Glyphosate is primarily an agricultural herbicide, and RMP facilities typically manage industrial chemicals. The moderate positive Pearson correlation suggests a potential overlap between industrial areas and agricultural zones or the widespread presence of glyphosate in industrial settings. This overlap could indicate that glyphosate is used or produced in processes linked to these facilities, highlighting an intersection between industrial and agricultural chemical management.

Thus, Roanoke and Covington may be areas where environmental and public health risks might be compounded. High glyphosate levels combined with the presence of RMP facilities suggest these areas face dual exposures: from glyphosate itself and other hazardous chemicals managed by these facilities. This dual exposure can have cumulative effects on human health and the environment, exacerbating risks and necessitating targeted intervention strategies.

Understanding this relationship can guide regulatory bodies in refining their monitoring and mitigation strategies. It underscores the need for integrated environmental policies that consider both agricultural and industrial chemical exposures.

Overall, the environmental and socioeconomic model predictions suggest that Roanoke and Covington require more rigorous testing and reporting for glyphosate levels. This case study can more broadly be used to guide testing protocol and resource allocations for local, state, and national environmental agencies, allowing for more accurate, efficient contamination control where necessary.

Limitations and Future Research

Glyphosate’s effects on humans and disproportionate usage in impoverished communities remain undetermined and debated.

Overall, future research must focus on long-term health impacts and promoting safer alternatives, integrating scientific research and robust policies to safeguard health and the environment. Additionally, the machine learning models developed in this study have demonstrated their utility in identifying high levels of glyphosate in areas that do not report usage, as shown through the predictions for Roanoke and Covington.

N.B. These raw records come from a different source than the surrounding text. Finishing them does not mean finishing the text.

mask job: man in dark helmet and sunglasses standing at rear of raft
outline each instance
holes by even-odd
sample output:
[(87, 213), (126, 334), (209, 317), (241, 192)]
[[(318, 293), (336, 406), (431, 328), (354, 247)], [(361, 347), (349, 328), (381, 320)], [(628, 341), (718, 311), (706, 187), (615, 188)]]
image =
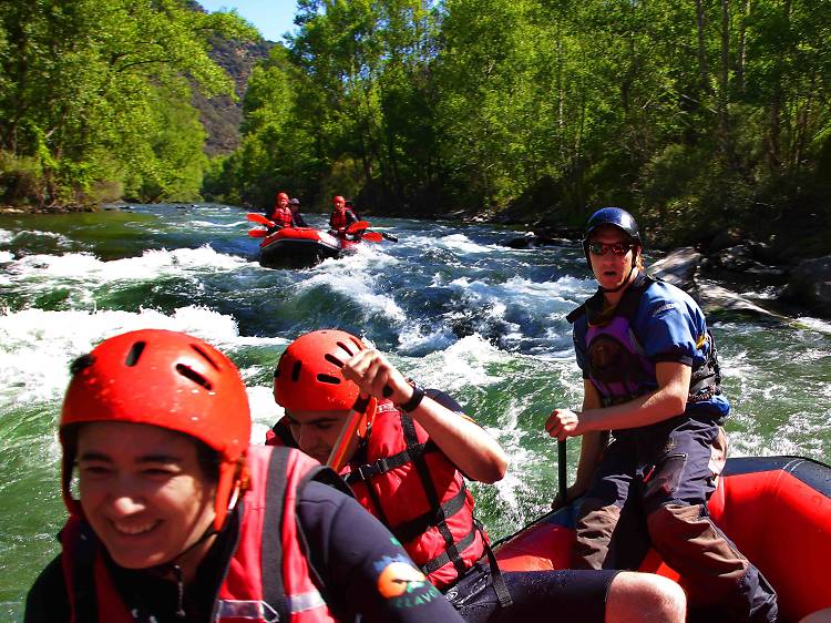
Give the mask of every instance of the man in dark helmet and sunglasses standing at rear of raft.
[(645, 274), (628, 212), (595, 212), (583, 248), (599, 285), (567, 317), (583, 408), (554, 409), (545, 423), (558, 440), (583, 437), (568, 488), (570, 499), (585, 493), (574, 566), (637, 568), (645, 544), (633, 543), (645, 524), (653, 547), (681, 574), (694, 616), (776, 621), (772, 589), (707, 514), (726, 458), (721, 423), (730, 404), (704, 313), (683, 290)]

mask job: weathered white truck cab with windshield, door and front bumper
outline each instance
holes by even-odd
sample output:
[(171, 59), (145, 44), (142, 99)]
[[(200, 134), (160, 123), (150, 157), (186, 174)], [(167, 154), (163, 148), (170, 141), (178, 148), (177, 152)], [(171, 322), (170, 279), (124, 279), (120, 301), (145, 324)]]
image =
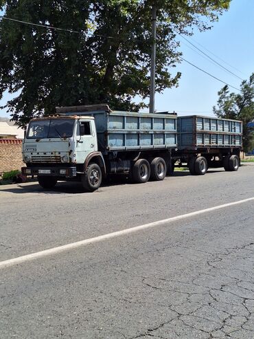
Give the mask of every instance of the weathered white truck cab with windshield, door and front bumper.
[[(91, 158), (104, 172), (93, 117), (47, 116), (32, 119), (28, 124), (23, 140), (23, 162), (27, 166), (22, 172), (38, 175), (38, 182), (44, 188), (53, 187), (61, 178), (80, 179)], [(102, 173), (93, 172), (96, 174), (97, 177), (100, 174), (101, 181)]]

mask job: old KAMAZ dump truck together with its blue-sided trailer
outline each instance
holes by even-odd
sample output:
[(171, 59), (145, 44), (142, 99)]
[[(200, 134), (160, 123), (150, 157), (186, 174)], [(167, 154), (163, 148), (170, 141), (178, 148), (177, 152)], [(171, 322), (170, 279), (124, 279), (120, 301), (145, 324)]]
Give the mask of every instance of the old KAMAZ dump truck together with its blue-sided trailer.
[(242, 123), (200, 117), (200, 125), (198, 117), (190, 118), (189, 125), (176, 113), (112, 111), (108, 105), (56, 107), (56, 113), (28, 124), (22, 173), (37, 175), (43, 188), (58, 180), (79, 181), (93, 192), (115, 174), (136, 183), (163, 180), (176, 162), (186, 162), (193, 175), (205, 174), (208, 166), (237, 171)]

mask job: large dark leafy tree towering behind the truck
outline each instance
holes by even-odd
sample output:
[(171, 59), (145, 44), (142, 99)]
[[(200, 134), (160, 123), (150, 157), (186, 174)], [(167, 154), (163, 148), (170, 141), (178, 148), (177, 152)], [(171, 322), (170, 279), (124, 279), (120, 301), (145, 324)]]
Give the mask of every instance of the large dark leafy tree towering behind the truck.
[[(176, 32), (211, 28), (230, 0), (157, 0), (156, 91), (178, 85)], [(106, 102), (140, 109), (150, 89), (151, 8), (154, 0), (0, 0), (0, 98), (19, 125), (56, 106)], [(67, 31), (72, 30), (72, 31)], [(75, 32), (73, 32), (75, 31)]]

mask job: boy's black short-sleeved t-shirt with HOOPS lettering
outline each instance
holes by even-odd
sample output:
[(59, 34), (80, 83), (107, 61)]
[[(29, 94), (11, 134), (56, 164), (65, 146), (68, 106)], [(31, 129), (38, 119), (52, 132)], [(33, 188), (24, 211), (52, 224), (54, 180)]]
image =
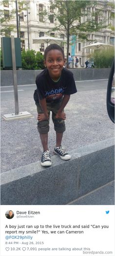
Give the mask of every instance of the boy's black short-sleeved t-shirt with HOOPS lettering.
[(65, 68), (62, 69), (61, 76), (54, 82), (49, 76), (47, 68), (36, 77), (37, 89), (34, 93), (34, 100), (37, 103), (46, 98), (47, 102), (56, 101), (64, 94), (70, 95), (77, 92), (73, 73)]

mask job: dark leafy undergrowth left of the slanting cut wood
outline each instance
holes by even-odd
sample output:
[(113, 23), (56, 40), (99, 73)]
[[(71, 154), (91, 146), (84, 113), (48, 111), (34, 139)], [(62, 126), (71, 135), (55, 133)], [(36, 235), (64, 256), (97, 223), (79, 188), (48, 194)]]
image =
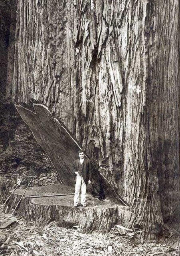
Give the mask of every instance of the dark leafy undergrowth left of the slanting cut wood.
[(22, 120), (18, 120), (15, 129), (12, 124), (8, 124), (8, 126), (12, 139), (8, 142), (7, 147), (0, 145), (0, 203), (7, 196), (7, 190), (15, 187), (18, 178), (21, 180), (21, 186), (24, 187), (32, 178), (30, 186), (42, 186), (44, 183), (57, 182), (49, 158), (36, 142), (26, 124)]

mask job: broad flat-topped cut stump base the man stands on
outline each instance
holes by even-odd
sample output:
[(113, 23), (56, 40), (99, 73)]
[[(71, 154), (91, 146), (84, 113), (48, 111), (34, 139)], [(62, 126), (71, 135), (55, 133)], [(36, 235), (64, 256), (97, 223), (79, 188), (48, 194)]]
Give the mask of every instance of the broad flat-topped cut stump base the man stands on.
[[(18, 189), (6, 203), (5, 211), (12, 211), (22, 196), (24, 190)], [(73, 193), (74, 189), (63, 184), (28, 188), (25, 197), (48, 194)], [(17, 208), (17, 214), (24, 216), (27, 221), (34, 220), (37, 226), (45, 226), (51, 221), (57, 221), (58, 226), (72, 228), (79, 226), (80, 232), (93, 231), (104, 234), (115, 224), (126, 226), (130, 214), (127, 206), (114, 203), (109, 199), (99, 200), (87, 194), (87, 207), (74, 208), (73, 195), (50, 196), (41, 198), (22, 198)]]

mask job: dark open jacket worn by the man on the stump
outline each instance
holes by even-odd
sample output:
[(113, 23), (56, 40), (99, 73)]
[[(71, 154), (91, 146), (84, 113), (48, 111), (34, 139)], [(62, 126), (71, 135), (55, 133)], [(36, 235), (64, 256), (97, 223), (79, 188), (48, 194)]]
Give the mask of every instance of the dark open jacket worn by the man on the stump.
[[(79, 164), (81, 164), (79, 159), (74, 161), (74, 163), (73, 163), (73, 172), (74, 173), (77, 172)], [(84, 182), (86, 185), (88, 183), (88, 180), (92, 179), (92, 164), (91, 164), (91, 161), (87, 158), (84, 158), (82, 176), (83, 176), (83, 179), (84, 179)]]

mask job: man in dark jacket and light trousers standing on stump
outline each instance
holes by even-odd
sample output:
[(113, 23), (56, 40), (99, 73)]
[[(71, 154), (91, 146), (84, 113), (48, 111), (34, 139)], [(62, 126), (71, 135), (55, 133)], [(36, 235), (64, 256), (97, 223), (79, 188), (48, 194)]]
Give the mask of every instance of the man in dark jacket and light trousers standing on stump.
[(86, 207), (86, 187), (91, 183), (92, 169), (91, 162), (85, 158), (83, 150), (78, 151), (79, 159), (74, 161), (73, 172), (76, 174), (76, 184), (74, 193), (74, 207), (79, 203), (79, 192), (81, 189), (81, 204)]

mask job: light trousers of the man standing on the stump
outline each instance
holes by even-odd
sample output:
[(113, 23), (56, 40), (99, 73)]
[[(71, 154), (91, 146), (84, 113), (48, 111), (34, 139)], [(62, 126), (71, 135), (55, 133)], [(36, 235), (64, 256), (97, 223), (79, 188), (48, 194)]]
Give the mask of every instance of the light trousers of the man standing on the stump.
[(81, 189), (81, 204), (85, 205), (86, 203), (86, 184), (82, 176), (76, 176), (75, 184), (75, 193), (74, 193), (74, 205), (79, 203), (79, 192)]

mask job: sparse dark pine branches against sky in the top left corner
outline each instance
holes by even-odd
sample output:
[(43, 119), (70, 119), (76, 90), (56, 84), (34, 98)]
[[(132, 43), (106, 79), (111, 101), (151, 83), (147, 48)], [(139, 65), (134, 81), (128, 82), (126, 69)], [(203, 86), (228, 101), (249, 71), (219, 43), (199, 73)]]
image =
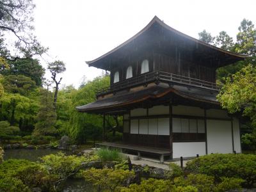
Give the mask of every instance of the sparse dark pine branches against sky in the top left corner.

The better-performing environmental model, which identified RMP facilities and lead paint as significant features, can guide future testing protocols and resource allocation for local, state, and national environmental agencies, enabling more efficient and targeted contamination control.

Despite achieving high accuracy, the model did not contain any significantly high correlations (possibly due to data quality from EPA and USGS). Thus, the model prediction was influenced by a combination of numerous subtle and complex factors rather than a few strong correlations. While more research must be conducted on model interpretability, this underscores the utility of machine learning, specifically tree models, in environmental management because they can uncover hidden patterns in high-dimensional data that typical statistical analyses may miss, guiding targeted environmental testing strategies and improving resource allocation.